MODEL_DEPLOYMENT_NAME = "Deployment for all-MiniLM-L6-v2"
if MODEL_DEPLOYMENT_NAME not in [d.label for d in dr.Deployment.list()]:
deployment = dr.Deployment.create_from_registered_model_version(
registered_model_version.id,
label=MODEL_DEPLOYMENT_NAME,
max_wait=1000,
prediction_environment_id=prediction_environment.id
)
else:
deployment = [d for d in dr.Deployment.list() if d.label == MODEL_DEPLOYMENT_NAME]
Create a Use Case for BYO embeddings¶
Using dr.UseCase.create, create the Use Case to use the vector database with and assign it to use_case.
use_case = dr.UseCase.create(name="For BYO embeddings")
Upload a dataset to the Use Case¶
Using dr.Dataset.create_from_url, upload the example dataset for the vector database and assign it to dataset.
# this can be updated with any public URL that is pointing to a .zip file
# in the expected format
dataset_url = "https://s3.amazonaws.com/datarobot_public_datasets/genai/pirate_resumes.zip"
# We will use a vector database with our GenAI models. Let's upload a dataset with our documents.
# If you wish to use a local file as dataset, change this to
# `dataset = dr.Dataset.create_from_file(local_file_path)`
dataset = dr.Dataset.create_from_url(dataset_url)
Then, add the dataset to the use_case created in the previous section.

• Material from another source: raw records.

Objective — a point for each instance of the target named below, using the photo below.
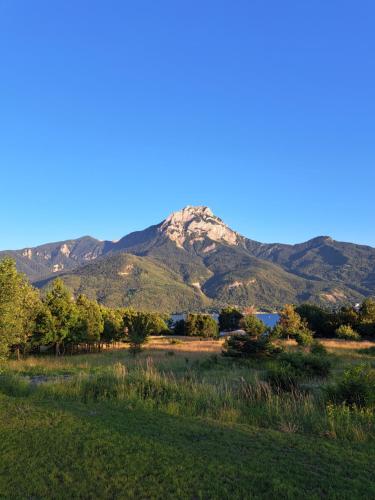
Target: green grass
(190, 425)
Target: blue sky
(115, 113)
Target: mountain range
(193, 261)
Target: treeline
(54, 320)
(58, 322)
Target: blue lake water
(268, 318)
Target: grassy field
(178, 421)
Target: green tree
(346, 332)
(89, 325)
(63, 310)
(367, 310)
(44, 328)
(229, 319)
(253, 325)
(140, 328)
(290, 324)
(367, 318)
(319, 320)
(113, 327)
(19, 302)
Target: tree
(319, 320)
(253, 325)
(113, 326)
(19, 302)
(140, 327)
(10, 305)
(44, 332)
(30, 306)
(229, 319)
(346, 332)
(290, 324)
(246, 346)
(367, 310)
(367, 318)
(179, 327)
(63, 310)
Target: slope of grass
(72, 450)
(182, 425)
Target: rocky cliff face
(209, 262)
(195, 224)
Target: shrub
(179, 327)
(283, 376)
(201, 325)
(253, 325)
(355, 388)
(304, 337)
(308, 365)
(318, 348)
(244, 345)
(370, 351)
(346, 332)
(229, 318)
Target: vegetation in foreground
(181, 421)
(178, 419)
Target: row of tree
(57, 321)
(307, 320)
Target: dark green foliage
(89, 324)
(19, 305)
(247, 346)
(283, 376)
(141, 326)
(308, 365)
(253, 325)
(318, 319)
(291, 325)
(290, 369)
(346, 332)
(201, 325)
(356, 387)
(179, 327)
(229, 319)
(303, 337)
(318, 348)
(113, 326)
(370, 351)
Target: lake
(270, 319)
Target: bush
(229, 319)
(318, 348)
(370, 351)
(308, 365)
(179, 327)
(283, 377)
(244, 345)
(355, 388)
(201, 325)
(253, 325)
(304, 337)
(346, 332)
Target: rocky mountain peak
(194, 224)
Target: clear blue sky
(115, 113)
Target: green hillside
(124, 280)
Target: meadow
(180, 421)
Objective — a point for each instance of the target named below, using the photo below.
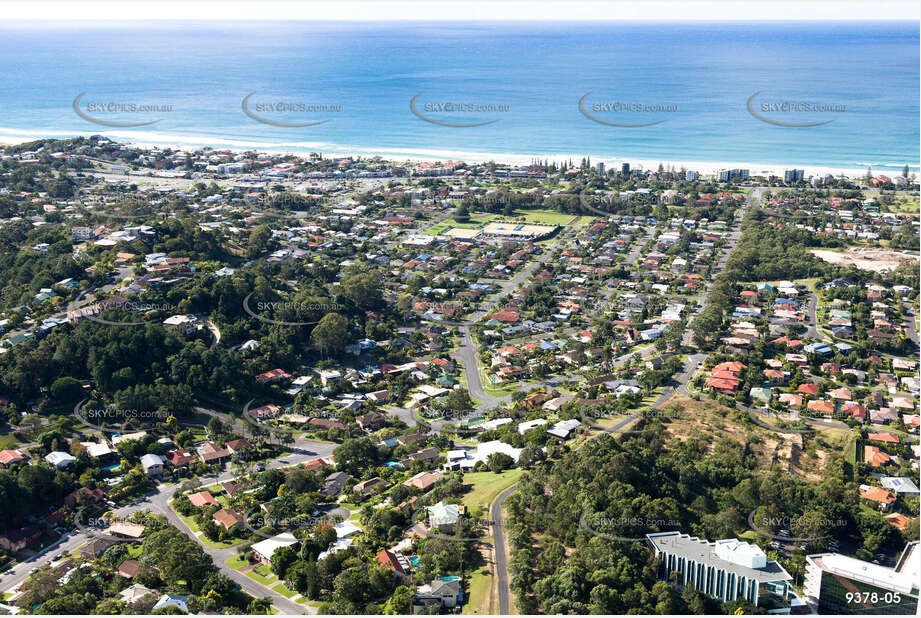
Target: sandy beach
(413, 156)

# Attach dataset to use case.
use_case.add(dataset)
<datarobot.models.use_cases.use_case.UseCaseReferenceEntity at 0x17e4b6150>
Validate and create the custom embedding model¶
The CustomModelVectorDatabaseValidation.create function executes the validation of the vector database, setting the required settings and associating the custom embedding model with the use_case and deployment created earlier in this notebook. This step stores the validation ID in custom_model_embedding_validation.

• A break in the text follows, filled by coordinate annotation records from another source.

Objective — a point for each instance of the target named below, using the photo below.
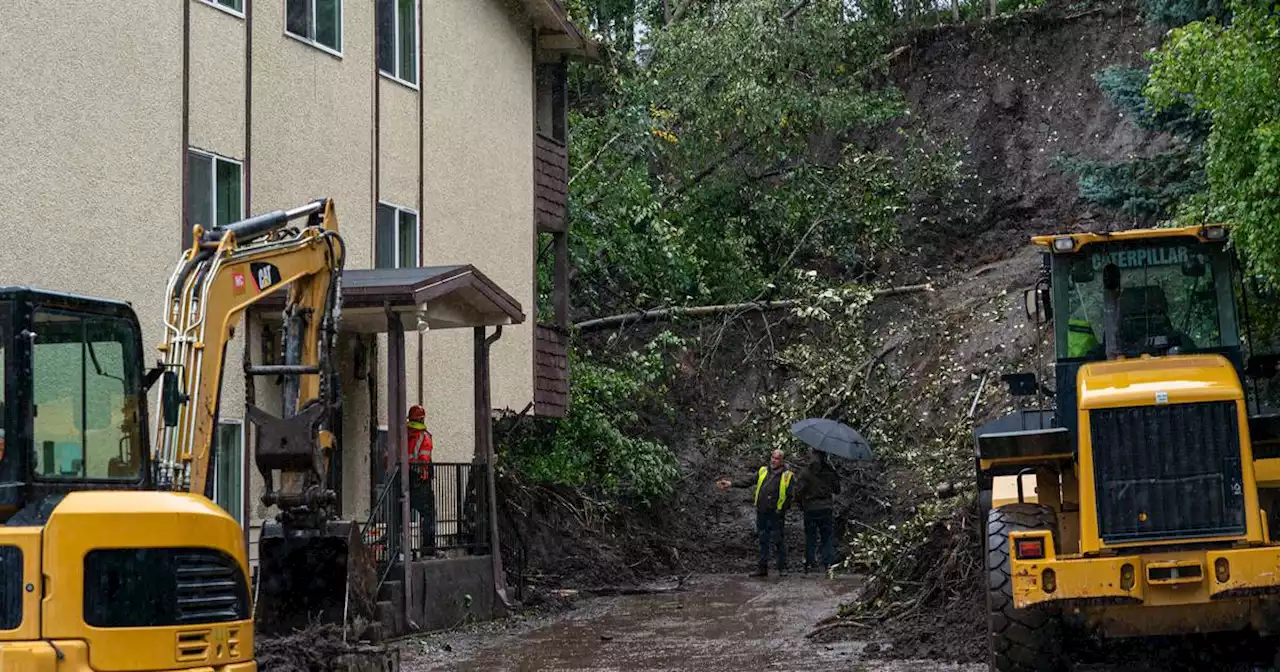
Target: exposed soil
(1016, 94)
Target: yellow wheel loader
(1141, 501)
(113, 557)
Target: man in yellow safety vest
(771, 501)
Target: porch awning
(444, 297)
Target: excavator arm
(224, 273)
(310, 563)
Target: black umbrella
(831, 437)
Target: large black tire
(1022, 640)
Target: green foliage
(703, 174)
(599, 446)
(1174, 13)
(1144, 190)
(1232, 73)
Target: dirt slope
(1015, 94)
(1018, 92)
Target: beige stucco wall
(91, 150)
(216, 81)
(397, 176)
(478, 67)
(312, 137)
(216, 124)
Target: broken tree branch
(702, 311)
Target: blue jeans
(819, 522)
(769, 528)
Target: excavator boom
(309, 561)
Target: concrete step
(392, 592)
(392, 618)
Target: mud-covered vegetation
(873, 169)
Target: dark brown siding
(551, 382)
(551, 163)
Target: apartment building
(437, 126)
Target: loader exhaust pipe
(1111, 310)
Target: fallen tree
(725, 309)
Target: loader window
(85, 421)
(1168, 300)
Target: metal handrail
(391, 536)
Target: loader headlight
(1221, 570)
(1127, 577)
(1031, 548)
(1048, 580)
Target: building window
(397, 39)
(397, 242)
(234, 7)
(215, 191)
(229, 469)
(318, 22)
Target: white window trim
(222, 8)
(213, 184)
(305, 40)
(417, 45)
(245, 516)
(417, 233)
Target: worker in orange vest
(421, 494)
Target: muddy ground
(717, 622)
(725, 624)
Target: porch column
(484, 447)
(396, 435)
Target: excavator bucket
(310, 576)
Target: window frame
(417, 45)
(417, 234)
(311, 41)
(243, 458)
(219, 5)
(213, 186)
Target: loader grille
(1168, 471)
(163, 586)
(10, 588)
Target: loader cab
(1166, 292)
(73, 401)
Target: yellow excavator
(113, 554)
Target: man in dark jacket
(816, 490)
(771, 501)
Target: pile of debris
(928, 606)
(323, 648)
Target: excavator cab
(96, 570)
(74, 408)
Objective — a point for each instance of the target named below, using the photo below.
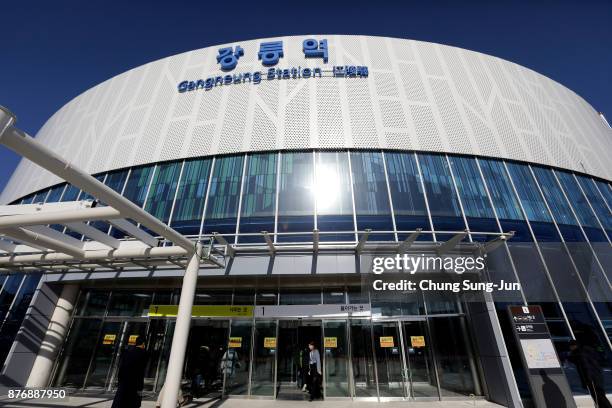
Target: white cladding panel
(419, 96)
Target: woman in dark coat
(131, 376)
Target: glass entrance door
(208, 341)
(390, 368)
(292, 361)
(420, 368)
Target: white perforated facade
(418, 96)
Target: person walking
(131, 376)
(586, 360)
(315, 373)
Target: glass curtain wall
(258, 208)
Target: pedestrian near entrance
(586, 360)
(314, 373)
(131, 376)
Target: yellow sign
(387, 341)
(235, 342)
(270, 342)
(417, 341)
(331, 342)
(202, 311)
(109, 339)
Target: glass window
(237, 359)
(163, 188)
(9, 290)
(77, 353)
(505, 201)
(533, 203)
(137, 184)
(17, 313)
(187, 216)
(222, 207)
(71, 193)
(476, 204)
(264, 352)
(92, 303)
(296, 199)
(116, 181)
(597, 202)
(581, 207)
(55, 194)
(371, 194)
(258, 196)
(85, 195)
(605, 190)
(334, 199)
(441, 195)
(560, 208)
(407, 194)
(40, 197)
(129, 303)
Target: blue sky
(54, 50)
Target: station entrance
(293, 356)
(372, 351)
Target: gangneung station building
(294, 161)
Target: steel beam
(269, 242)
(59, 217)
(229, 250)
(362, 241)
(405, 245)
(495, 243)
(33, 238)
(29, 148)
(94, 234)
(451, 243)
(174, 374)
(131, 229)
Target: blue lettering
(183, 86)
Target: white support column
(181, 332)
(54, 338)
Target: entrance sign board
(331, 342)
(270, 342)
(417, 341)
(202, 311)
(387, 341)
(313, 311)
(549, 387)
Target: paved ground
(105, 402)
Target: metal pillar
(54, 338)
(174, 374)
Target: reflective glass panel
(407, 194)
(236, 360)
(138, 184)
(55, 194)
(441, 195)
(296, 199)
(504, 200)
(332, 189)
(597, 202)
(162, 190)
(222, 206)
(187, 215)
(581, 206)
(264, 352)
(258, 196)
(473, 195)
(371, 194)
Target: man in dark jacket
(131, 376)
(586, 360)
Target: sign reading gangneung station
(270, 54)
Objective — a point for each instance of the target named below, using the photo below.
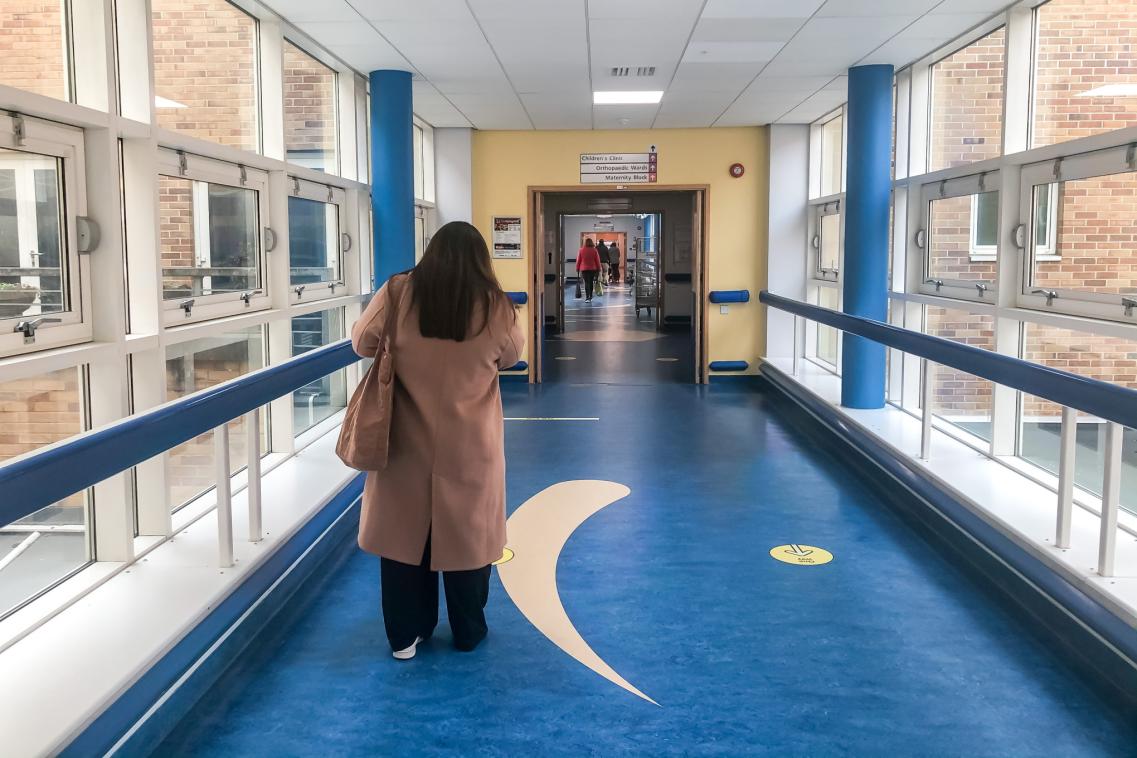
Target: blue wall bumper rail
(723, 297)
(1109, 401)
(38, 480)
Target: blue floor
(889, 650)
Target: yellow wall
(506, 164)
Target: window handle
(28, 327)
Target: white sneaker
(408, 652)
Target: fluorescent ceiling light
(1111, 91)
(629, 98)
(166, 102)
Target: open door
(697, 272)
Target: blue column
(392, 174)
(865, 267)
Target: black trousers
(411, 602)
(589, 283)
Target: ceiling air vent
(619, 72)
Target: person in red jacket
(588, 265)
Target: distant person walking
(439, 506)
(588, 265)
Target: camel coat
(445, 475)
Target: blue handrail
(1102, 399)
(33, 481)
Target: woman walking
(439, 506)
(588, 265)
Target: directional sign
(801, 555)
(619, 167)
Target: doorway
(647, 326)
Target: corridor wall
(506, 164)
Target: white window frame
(1087, 165)
(201, 171)
(56, 141)
(944, 190)
(340, 241)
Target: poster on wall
(506, 236)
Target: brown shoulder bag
(366, 433)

# Create BYO embeddings validation using prepared deployment
custom_model_embedding_validation = CustomModelEmbeddingValidation.create(
prompt_column_name="input",
target_column_name="result",
deployment_id=deployment.id,
use_case = use_case,
name="BYO embeddings",
wait_for_completion=True,
prediction_timeout=300,
)
Set chunking parameters and create a vector database¶
After validation completes, set the ChunkingParameter() and use VectorDatabase.create() to integrate the vector database. This step uses the custom_model_embedding_validation, dataset, and use_case defined in previous sections.

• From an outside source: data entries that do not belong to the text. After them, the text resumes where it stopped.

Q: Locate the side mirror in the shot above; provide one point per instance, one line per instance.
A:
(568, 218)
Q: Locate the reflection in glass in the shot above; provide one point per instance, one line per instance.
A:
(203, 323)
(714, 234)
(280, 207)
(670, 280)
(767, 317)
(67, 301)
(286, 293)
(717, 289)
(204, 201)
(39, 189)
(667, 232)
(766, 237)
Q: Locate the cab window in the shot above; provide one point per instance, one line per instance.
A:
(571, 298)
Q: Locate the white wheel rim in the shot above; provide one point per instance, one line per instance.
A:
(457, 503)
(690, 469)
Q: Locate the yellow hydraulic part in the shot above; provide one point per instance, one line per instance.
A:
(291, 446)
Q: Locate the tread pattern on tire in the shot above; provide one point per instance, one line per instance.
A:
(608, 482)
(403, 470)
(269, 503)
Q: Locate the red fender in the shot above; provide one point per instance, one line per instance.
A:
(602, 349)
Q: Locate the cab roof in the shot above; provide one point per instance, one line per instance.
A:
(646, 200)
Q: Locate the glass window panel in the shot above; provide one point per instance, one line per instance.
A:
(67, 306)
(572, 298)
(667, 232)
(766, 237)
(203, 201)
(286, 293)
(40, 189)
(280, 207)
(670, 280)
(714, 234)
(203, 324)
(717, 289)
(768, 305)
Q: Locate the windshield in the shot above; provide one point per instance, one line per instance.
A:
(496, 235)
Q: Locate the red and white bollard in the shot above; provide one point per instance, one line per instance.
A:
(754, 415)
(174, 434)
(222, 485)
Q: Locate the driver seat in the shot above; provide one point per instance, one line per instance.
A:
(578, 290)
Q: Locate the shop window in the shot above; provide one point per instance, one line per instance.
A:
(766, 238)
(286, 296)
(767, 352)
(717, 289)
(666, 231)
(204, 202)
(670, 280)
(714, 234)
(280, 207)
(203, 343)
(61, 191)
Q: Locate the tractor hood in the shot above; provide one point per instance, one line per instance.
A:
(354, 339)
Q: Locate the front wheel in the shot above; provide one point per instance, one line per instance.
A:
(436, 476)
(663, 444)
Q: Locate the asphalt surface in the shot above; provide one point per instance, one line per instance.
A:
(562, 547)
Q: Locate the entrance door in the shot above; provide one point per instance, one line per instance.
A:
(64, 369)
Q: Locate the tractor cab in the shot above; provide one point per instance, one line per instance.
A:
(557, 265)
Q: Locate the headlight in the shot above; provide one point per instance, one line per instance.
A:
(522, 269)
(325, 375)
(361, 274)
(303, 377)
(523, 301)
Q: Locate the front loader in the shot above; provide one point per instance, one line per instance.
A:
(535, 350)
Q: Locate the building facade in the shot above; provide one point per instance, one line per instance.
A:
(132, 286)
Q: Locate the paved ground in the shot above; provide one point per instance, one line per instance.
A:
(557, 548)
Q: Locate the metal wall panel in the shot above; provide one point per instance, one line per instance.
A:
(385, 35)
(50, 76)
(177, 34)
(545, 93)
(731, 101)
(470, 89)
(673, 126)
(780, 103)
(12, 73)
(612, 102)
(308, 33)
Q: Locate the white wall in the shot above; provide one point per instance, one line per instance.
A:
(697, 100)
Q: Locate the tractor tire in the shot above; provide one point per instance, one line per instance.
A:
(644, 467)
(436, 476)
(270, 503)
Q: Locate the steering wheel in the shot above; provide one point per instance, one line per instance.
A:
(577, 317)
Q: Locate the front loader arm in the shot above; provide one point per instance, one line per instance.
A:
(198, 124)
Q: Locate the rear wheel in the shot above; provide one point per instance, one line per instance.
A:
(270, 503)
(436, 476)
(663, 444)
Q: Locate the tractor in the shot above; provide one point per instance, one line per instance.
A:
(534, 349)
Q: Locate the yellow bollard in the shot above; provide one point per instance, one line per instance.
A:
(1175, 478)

# Use created validation to set up chunking parameters
chunking_parameters = ChunkingParameters(
embedding_validation=custom_model_embedding_validation,
chunking_method="recursive",
chunk_size=256,
chunk_overlap_percentage=50,
separators=["\n\n", "\n", " ", ""],
embedding_model=None,
)
vdb = VectorDatabase.create(
dataset_id=dataset.id,
chunking_parameters=chunking_parameters,
use_case=use_case
)
vdb = VectorDatabase.get(vdb.id)
assert vdb.execution_status == "COMPLETED"